Wracamy po kolacji. W drzwiach jest szpara. Kudłata delikatnie puka pchając jednocześnie. Drzwi ani drgną.
– Nie wydaje Ci się, że tam się pali światło? – Kudłata zastanawia się na głos przyciskając nos do szyby i patrząc na widoczną w głębi kotarę prowadzącą do kolejnego pomieszczenia.
– No niby tak – przyznaje Kapitan – może trzeba mocniej pchnąć?

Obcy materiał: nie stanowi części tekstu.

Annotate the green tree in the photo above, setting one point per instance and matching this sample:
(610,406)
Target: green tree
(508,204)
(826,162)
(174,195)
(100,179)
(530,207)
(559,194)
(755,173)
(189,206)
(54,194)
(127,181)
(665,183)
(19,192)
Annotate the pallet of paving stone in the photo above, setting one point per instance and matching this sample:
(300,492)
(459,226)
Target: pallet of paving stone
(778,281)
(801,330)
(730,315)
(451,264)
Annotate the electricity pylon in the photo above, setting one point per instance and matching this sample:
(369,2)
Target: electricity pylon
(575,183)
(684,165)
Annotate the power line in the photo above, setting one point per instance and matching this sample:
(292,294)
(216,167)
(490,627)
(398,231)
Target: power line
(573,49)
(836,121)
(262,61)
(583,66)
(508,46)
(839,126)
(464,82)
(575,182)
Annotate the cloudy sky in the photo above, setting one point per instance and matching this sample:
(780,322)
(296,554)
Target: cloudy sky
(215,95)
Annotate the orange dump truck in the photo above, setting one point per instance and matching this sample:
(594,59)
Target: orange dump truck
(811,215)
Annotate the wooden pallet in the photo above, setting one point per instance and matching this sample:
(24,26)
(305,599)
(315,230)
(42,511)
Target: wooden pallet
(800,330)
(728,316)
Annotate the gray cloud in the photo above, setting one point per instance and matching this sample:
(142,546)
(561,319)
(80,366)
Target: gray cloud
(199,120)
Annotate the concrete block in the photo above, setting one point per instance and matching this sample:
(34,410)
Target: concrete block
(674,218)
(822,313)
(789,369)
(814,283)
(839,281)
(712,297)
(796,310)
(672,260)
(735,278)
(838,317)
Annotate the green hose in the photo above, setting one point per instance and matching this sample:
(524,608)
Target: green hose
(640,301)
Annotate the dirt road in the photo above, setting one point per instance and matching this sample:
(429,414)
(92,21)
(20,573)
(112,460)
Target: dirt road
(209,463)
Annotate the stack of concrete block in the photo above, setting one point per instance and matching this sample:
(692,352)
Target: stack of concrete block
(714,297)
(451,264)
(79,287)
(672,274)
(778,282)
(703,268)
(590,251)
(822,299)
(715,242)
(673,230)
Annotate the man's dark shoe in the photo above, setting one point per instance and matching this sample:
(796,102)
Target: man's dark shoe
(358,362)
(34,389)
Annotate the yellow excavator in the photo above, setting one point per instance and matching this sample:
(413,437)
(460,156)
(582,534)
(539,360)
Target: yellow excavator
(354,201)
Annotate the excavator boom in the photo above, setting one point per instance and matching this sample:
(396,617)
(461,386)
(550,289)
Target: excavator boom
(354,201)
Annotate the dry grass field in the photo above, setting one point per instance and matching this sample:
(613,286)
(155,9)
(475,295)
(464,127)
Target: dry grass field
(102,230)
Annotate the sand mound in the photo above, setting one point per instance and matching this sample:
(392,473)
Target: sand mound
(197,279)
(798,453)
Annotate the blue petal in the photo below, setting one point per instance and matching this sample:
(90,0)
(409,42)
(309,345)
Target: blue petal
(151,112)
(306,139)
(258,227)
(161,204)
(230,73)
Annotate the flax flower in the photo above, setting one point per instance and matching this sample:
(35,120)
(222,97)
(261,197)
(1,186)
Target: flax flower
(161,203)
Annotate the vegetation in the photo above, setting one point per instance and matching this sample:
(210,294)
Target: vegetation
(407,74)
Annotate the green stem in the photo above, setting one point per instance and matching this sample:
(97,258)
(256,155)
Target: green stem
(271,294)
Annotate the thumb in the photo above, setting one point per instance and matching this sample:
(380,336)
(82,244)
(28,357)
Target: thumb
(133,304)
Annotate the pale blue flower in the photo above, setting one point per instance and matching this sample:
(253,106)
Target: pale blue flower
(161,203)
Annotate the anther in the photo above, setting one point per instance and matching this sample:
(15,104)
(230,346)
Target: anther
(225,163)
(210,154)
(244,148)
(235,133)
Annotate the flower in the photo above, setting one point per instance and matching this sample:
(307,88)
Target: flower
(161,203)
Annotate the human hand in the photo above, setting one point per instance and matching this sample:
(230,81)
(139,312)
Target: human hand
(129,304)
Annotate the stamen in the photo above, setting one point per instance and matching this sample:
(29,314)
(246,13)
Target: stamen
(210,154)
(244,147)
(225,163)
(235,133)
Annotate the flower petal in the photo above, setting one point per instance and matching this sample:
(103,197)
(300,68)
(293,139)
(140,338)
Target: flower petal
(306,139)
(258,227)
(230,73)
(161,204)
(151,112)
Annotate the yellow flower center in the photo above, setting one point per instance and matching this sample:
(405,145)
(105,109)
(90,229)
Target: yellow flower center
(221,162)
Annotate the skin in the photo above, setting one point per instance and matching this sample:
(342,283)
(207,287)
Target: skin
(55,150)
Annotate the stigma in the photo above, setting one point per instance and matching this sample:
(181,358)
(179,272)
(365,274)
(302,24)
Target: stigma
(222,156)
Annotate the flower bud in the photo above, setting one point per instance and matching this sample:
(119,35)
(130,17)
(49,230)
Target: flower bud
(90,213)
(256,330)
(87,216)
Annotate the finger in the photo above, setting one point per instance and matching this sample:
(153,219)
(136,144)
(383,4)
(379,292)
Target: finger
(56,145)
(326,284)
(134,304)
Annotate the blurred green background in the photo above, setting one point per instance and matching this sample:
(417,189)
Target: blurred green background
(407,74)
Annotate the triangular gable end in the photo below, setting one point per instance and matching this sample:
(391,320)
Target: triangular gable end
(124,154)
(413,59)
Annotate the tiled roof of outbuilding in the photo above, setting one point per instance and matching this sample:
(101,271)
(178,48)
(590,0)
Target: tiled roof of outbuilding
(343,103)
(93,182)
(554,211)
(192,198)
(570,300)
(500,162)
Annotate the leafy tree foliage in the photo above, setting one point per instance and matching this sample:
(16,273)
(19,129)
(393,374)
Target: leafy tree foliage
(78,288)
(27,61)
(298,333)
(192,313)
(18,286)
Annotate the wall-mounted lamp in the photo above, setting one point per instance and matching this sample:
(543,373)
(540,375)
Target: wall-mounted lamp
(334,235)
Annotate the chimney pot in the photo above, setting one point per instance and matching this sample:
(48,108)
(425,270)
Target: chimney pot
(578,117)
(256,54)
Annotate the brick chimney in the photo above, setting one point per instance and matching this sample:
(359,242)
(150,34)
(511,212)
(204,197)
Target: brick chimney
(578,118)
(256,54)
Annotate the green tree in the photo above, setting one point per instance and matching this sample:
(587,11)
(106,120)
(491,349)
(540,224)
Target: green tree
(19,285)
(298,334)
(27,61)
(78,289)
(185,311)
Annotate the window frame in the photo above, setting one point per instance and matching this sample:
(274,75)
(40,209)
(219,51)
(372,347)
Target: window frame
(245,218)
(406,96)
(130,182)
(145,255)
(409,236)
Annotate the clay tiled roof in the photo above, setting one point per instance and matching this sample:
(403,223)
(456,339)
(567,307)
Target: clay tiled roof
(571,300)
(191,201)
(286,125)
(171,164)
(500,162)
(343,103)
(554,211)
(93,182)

Teza okazuje się słuszna. Wchodzimy do pomieszczenia wyglądającego jak pracownia. Używana pracownia. Stół z mnóstwem kartek i niedokończonych passepartout. Na podłodze, stołkach i stołeczkach słoiki i tubki z farbą. Z artystycznymi zaciekami.
– Bonsoir – przerywamy ciszę.
Kotarę odsłania starsza kobieta z siwymi włosami spiętymi w koczek, w szarej bluzie, szarych spodniach i białych skarpetkach. Ubranych na lewą stronę. Jest lekko zgarbiona. Idzie powoli. I zadaje nam pytanie, które zwykle zadajemy my:
– Do you speak English? – z wyraźnym brytyjskim akcentem.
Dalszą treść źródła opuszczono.